Ratusan orang berkumpul di depan Istana Merdeka Jakarta, kemarin. Mereka menuntut pemerintah memenuhi janji menyelesaikan berbagai pelanggaran hak asasi manusia di masa lalu. Tidak jauh beda dengan 499 aksi sebelumnya, Aksi Kamisan digelar dalam diam, dengan payung dan pakaian serba hitam, diikuti para korban, keluarga korban pelanggaran HAM serta aktivis dan anak muda.
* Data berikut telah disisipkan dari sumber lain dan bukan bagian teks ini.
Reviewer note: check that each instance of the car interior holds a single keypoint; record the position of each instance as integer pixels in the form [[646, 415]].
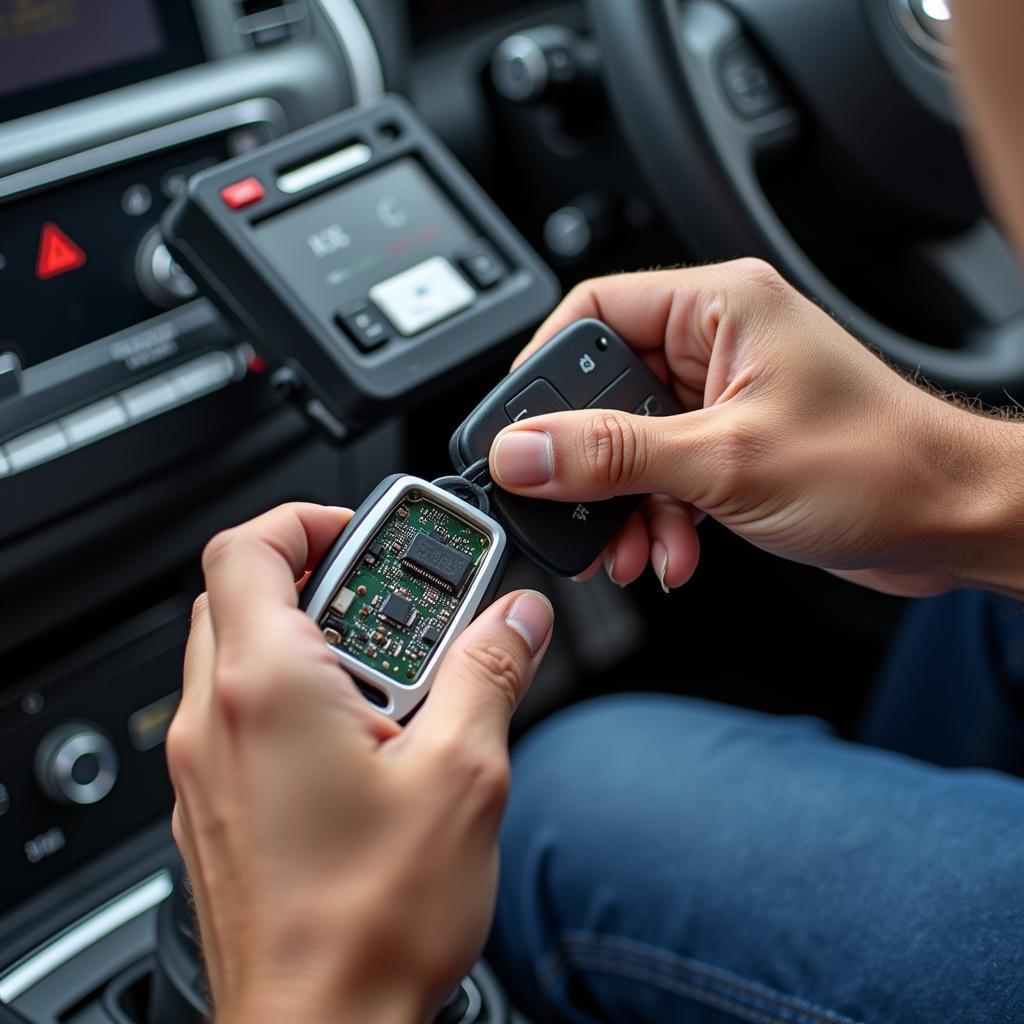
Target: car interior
[[530, 144]]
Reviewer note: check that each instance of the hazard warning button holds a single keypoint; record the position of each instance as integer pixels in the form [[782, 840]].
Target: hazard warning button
[[57, 254]]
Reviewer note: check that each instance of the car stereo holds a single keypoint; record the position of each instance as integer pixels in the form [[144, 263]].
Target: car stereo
[[52, 51], [359, 254]]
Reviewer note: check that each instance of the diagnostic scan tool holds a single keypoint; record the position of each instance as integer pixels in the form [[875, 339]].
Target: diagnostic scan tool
[[361, 257]]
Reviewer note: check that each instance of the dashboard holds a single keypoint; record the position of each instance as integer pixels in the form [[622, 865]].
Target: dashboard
[[135, 421]]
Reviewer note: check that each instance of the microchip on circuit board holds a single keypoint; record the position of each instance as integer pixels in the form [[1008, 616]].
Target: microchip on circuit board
[[441, 564], [398, 609]]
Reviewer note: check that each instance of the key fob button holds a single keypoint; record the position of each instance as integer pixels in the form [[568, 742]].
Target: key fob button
[[538, 398], [587, 366]]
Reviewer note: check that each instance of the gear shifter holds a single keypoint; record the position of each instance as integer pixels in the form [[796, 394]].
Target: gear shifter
[[177, 993]]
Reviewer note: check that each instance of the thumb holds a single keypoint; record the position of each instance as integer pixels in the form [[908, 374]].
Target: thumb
[[597, 454], [484, 675]]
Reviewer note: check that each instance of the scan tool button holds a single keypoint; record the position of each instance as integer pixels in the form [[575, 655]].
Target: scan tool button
[[538, 398], [150, 398], [243, 194], [201, 376], [94, 421], [483, 265], [364, 325], [423, 295], [36, 446]]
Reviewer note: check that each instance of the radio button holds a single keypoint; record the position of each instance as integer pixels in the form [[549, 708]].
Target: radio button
[[36, 446], [94, 422], [150, 398], [76, 764]]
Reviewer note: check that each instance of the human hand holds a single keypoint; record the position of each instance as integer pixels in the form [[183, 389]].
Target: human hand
[[343, 867], [796, 437]]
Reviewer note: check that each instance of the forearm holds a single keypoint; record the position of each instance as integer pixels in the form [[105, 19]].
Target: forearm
[[979, 501]]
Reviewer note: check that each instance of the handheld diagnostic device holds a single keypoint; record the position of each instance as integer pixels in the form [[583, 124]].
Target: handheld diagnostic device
[[361, 256]]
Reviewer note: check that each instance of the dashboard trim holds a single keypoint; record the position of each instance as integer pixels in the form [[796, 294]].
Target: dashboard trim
[[83, 934], [258, 111]]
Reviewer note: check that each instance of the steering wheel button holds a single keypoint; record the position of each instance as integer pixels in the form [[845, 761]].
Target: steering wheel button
[[94, 421], [243, 194], [536, 399]]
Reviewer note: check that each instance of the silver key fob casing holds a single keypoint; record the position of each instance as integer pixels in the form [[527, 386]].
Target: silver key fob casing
[[406, 577]]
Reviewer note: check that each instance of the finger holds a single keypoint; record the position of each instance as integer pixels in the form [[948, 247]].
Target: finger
[[627, 556], [485, 674], [251, 570], [636, 305], [595, 566], [199, 651], [597, 454], [675, 548]]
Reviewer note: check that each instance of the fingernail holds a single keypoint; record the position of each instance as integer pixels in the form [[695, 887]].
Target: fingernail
[[522, 459], [531, 616], [609, 567], [659, 560]]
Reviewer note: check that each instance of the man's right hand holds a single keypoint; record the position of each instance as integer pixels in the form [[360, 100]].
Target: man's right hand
[[796, 437]]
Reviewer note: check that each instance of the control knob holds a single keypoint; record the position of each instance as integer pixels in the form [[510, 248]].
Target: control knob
[[76, 764]]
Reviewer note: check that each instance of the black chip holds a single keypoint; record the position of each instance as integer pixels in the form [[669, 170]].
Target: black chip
[[337, 624], [398, 609], [439, 563]]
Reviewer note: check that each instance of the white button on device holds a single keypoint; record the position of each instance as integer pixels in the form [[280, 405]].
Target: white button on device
[[36, 446], [150, 397], [423, 295], [94, 421], [205, 374]]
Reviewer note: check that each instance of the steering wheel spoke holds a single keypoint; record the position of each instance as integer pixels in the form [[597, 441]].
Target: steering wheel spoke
[[706, 89], [742, 100]]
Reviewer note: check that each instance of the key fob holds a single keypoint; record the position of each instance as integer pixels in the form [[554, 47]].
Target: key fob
[[587, 366], [406, 577]]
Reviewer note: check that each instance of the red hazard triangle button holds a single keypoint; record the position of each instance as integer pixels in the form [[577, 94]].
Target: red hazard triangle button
[[57, 254]]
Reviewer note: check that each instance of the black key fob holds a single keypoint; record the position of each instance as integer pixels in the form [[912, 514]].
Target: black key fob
[[587, 366]]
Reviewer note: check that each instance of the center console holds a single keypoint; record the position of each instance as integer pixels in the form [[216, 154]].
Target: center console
[[135, 421]]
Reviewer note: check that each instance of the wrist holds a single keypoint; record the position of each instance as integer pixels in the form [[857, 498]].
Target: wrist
[[979, 500], [392, 1007]]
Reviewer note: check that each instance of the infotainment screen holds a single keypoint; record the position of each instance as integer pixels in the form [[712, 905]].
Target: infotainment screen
[[53, 51]]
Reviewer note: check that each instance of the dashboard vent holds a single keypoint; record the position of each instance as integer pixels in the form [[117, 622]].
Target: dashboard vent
[[263, 23]]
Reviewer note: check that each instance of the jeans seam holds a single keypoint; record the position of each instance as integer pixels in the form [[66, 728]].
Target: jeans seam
[[718, 1000], [740, 987]]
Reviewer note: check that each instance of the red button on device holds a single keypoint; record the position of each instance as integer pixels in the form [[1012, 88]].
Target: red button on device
[[243, 193]]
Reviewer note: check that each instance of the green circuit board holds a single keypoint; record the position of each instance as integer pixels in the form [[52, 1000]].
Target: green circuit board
[[398, 600]]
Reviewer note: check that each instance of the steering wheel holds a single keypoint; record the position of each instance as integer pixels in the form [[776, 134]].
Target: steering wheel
[[709, 93]]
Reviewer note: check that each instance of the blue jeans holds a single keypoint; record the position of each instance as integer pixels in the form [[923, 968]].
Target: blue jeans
[[667, 859]]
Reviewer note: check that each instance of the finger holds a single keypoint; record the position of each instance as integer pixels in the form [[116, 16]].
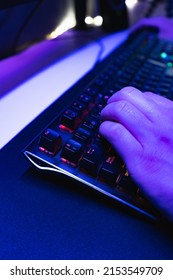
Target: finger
[[130, 117], [121, 140], [137, 98]]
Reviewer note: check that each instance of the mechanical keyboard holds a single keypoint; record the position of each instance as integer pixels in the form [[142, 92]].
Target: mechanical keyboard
[[71, 144]]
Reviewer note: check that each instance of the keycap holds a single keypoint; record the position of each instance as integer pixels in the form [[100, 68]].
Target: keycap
[[92, 159], [110, 169], [82, 135], [50, 141], [70, 120], [72, 151], [127, 185]]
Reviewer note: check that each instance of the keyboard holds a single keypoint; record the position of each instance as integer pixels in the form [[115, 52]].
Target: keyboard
[[70, 144]]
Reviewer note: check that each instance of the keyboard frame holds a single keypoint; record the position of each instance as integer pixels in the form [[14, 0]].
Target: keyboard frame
[[45, 162]]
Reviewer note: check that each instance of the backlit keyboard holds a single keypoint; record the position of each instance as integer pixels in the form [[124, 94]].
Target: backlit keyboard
[[71, 144]]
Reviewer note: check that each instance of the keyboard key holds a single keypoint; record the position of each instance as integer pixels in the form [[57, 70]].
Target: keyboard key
[[110, 169], [82, 135], [50, 141], [92, 159], [127, 185], [72, 151], [70, 120]]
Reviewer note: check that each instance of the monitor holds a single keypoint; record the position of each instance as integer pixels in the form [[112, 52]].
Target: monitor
[[24, 22]]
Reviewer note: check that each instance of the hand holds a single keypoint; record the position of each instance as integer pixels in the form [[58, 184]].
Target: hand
[[164, 24], [140, 127]]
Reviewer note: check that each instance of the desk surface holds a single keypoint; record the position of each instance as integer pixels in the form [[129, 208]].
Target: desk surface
[[45, 218]]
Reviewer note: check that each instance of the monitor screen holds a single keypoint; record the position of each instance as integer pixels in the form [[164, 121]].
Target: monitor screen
[[24, 22], [9, 3]]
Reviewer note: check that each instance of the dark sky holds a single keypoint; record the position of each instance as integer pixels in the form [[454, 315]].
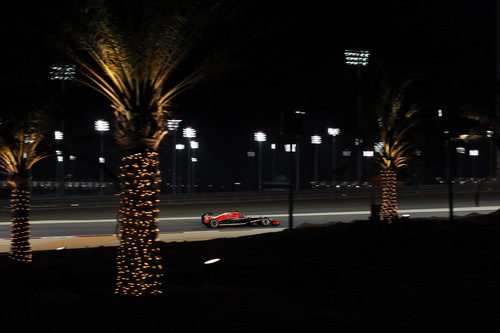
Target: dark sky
[[289, 56]]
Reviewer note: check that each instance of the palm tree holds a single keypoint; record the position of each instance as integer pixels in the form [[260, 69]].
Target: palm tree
[[397, 118], [132, 60], [19, 152]]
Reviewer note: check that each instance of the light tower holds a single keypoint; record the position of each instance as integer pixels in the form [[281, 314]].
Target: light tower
[[101, 126], [173, 126], [260, 137]]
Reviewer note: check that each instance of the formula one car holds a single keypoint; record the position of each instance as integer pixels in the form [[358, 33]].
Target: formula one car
[[235, 218]]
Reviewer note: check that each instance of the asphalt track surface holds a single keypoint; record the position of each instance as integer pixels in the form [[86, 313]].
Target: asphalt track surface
[[88, 221]]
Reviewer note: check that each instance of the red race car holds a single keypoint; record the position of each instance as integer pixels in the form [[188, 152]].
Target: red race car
[[235, 218]]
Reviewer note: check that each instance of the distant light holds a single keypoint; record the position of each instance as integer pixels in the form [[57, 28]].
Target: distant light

Pemerintahan Presiden Joko Widodo sepertinya masih memandang sebelah mata 500 kali aksi yang rutin digelar setiap Kamis sore itu. Padahal angka 500 bukan sepele. Aksi 500 kali sama dengan aksi 10 tahun tanpa henti. Bagi sebagian orang atau pejabat, mungkin aksi rutin yang digelar sepekan sekali sejak 18 Januari 2007 itu merupakan hal yang membosankan atau membuat risih pemandangan. Atau mungkin karena terlalu sering, para pejabat menjadi kebal dan menganggapnya rutinitas yang tak berarti.
Namun bagi masyarakat yang peduli, 500 kali adalah kesungguhan dan totalitas menuntut keadilan. Serta menolak membiarkan pemerintah lupa terhadap hutang-hutang sejarah masa lalu. Aksi Kamisan adalah adu kesabaran terhadap pemerintah yang selama ini menyepelekan suara-suara para korban dan keluarga korban pelanggaran HAM masa lalu.
Seiring waktu, sebagian peserta aksi Kamisan, korban beranjak tua. Rambut memutih, fisik melemah, mungkin ada yang sudah meninggal sebelum menjumpai keadilan. Namun, di sisi lain banyak muka-muka baru dari anak muda yang peduli terhadap dosa-dosa kemanusiaan dan utang sejarah yang harus tetap dilunasi oleh negara.
Lima ratus kali aksi Kamisan menjadi bukti keadilan adalah barang langka di negeri ini, yang tidak boleh berhenti dicari. Dan tak sekali pun pemerintah tergerak. 500 kali aksi Kamisan, bukan yang terakhir dan tidak akan berakhir. Entah butuh berapa kali aksi lagi sampai ada jawaban yang memuaskan para korban.